It's obviously something that Democrats in NC have stumbled upon recently (as we fell out of redistricting power for the first time in many decades - and felt the resultant pain)... but a completely impartial redistricting scheme tends to favor Republicans.
This is because Democrats are far more likely to live in super-majority clusters that dilute our electoral influence.
Take as a hypothetical example an inner city (population 100) that's heavily minority and votes 80-90% (we'll say 85%) for Democrats... surrounded by three suburbs (100 pop each) that are 55-45 Republican (largely white). How should district lines be drawn? The total population of the area is 220 Democrats and 180 Republicans... but the only way we avoid a 3-1 representative split against us is to draw districts with little fingers into the city center. You could even draw four Democratic districts (each largely suburban but with enough downtown population to give us the majority). But that's not the way that an impartial panel would draw the lines.

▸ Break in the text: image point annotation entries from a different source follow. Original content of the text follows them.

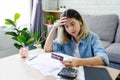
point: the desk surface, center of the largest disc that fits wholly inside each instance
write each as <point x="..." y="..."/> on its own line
<point x="14" y="68"/>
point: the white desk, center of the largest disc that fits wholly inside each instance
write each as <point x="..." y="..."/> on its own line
<point x="14" y="68"/>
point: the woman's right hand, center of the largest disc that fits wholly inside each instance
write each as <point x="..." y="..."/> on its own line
<point x="60" y="22"/>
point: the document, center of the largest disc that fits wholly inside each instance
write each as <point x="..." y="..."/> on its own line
<point x="47" y="65"/>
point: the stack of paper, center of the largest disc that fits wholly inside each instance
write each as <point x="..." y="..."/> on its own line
<point x="49" y="66"/>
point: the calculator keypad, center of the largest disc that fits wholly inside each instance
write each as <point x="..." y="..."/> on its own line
<point x="68" y="73"/>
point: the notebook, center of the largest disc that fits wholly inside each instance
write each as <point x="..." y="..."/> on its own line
<point x="95" y="73"/>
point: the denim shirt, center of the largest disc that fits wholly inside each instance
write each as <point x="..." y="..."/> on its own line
<point x="88" y="47"/>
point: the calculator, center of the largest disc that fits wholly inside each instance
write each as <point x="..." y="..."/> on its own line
<point x="68" y="73"/>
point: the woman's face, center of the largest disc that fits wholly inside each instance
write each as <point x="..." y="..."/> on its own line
<point x="72" y="26"/>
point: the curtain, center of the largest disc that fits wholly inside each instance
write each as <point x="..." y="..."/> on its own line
<point x="36" y="19"/>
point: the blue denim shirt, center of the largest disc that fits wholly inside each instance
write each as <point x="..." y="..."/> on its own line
<point x="88" y="47"/>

I propose that the power to create voting districts be taken away from whatever partisan faction is in control and that voting districts be created by a "jury" of citizens tasked with creating political voting districts with only raw population data, no voter registration information, to work with.
It sounds fair... but it would ruin us. There isn't an impartial jury in the world that would take my example above and do anything but draw a nice pretty circle around the downtown area and split the suburbs into three reasonably comfortable R seats.